Former Republic of Ireland midfielder Stephen Ireland is willing to consider ending his international exile under the national team's next manager.
Ireland is attempting to resurrect his career on loan at Stoke this season after falling out of favour at Aston Villa.
His club fortunes are his immediate priority but if his Potters spell proves successful, there could be a route back on to the international stage following the departure of manager Giovanni Trapattoni.
Ireland, 27, has not played for his country since he lied about the death of both of his grandmothers after pulling out of the squad for a European Championship qualifier in the Czech Republic six years ago.
Trapattoni, appointed the following year, attempted to bring him back into the fold but talks proved unsuccessful and Ireland later branded the veteran Italian as "arrogant".
Trapattoni left his post in midweek after his side's World Cup 2014 qualification hopes were all but ended by defeat in Austria, and Ireland would be pleased to take a call from his successor.
He said: "I think I would like to get together and have a chat and try to put everything on the table, put across ideas and just have a good general chat.

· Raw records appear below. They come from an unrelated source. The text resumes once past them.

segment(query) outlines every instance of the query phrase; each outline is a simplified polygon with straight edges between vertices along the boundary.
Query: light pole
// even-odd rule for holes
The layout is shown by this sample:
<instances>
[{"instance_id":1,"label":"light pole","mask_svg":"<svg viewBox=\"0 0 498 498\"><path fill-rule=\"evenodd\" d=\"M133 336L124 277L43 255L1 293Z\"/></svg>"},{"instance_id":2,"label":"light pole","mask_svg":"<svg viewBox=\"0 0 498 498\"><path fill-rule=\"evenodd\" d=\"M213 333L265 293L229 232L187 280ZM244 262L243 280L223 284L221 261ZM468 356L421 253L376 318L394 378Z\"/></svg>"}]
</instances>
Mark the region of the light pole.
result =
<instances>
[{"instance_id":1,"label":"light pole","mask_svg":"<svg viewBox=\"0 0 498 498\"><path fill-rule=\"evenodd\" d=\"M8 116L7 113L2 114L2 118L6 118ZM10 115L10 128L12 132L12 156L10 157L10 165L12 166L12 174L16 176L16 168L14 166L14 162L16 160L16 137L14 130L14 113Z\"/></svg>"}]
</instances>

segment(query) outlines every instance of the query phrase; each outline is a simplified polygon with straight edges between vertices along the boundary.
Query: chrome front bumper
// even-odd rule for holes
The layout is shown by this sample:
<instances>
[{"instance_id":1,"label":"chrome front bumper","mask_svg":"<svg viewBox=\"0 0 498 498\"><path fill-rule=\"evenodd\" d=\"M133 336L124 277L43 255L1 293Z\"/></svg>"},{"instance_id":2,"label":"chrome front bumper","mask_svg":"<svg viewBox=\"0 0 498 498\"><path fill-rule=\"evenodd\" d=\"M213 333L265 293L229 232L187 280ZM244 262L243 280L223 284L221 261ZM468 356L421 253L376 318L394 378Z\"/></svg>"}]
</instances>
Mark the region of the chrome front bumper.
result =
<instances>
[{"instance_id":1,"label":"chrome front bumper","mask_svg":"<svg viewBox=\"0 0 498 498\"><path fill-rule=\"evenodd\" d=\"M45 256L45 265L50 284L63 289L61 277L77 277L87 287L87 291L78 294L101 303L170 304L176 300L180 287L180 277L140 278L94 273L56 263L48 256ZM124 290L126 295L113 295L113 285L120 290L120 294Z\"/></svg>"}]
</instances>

"If nothing comes out of it, nothing comes out of it, but I think it would be nice just to have a chat.
"First and foremost it is just Stoke City on my mind.
"I need to get 10, 15, 20 games under my belt first and see how I go with that.
"Then maybe I might get in a position where Ireland want me to play and we could have a further conversation.
"Right now, all that is on my mind is Stoke, getting fit and getting 90 minutes under my belt and getting as many games as possible."
Ireland joined Stoke on a season-long loan on transfer deadline day, a move that reunited him with his former Manchester City boss Mark Hughes.
He made his debut off the bench as the Potters held City to a goalless draw on Saturday.
It was his first competitive appearance since January and his first in the Barclays Premier League since last December.
On that basis, an international recall might be some way off but he hopes his past issues with the national set-up are now firmly in the past.
He said: "I would like to think so.
"It was my decision to leave and it's probably going to be my decision to go back if the manager asks, whoever they appoint.
"But first and foremost it's about my club and we'll have a conversation further down the line if they ever want me to go back.
"It all depends who the new manager is. It's a long time away yet, I think."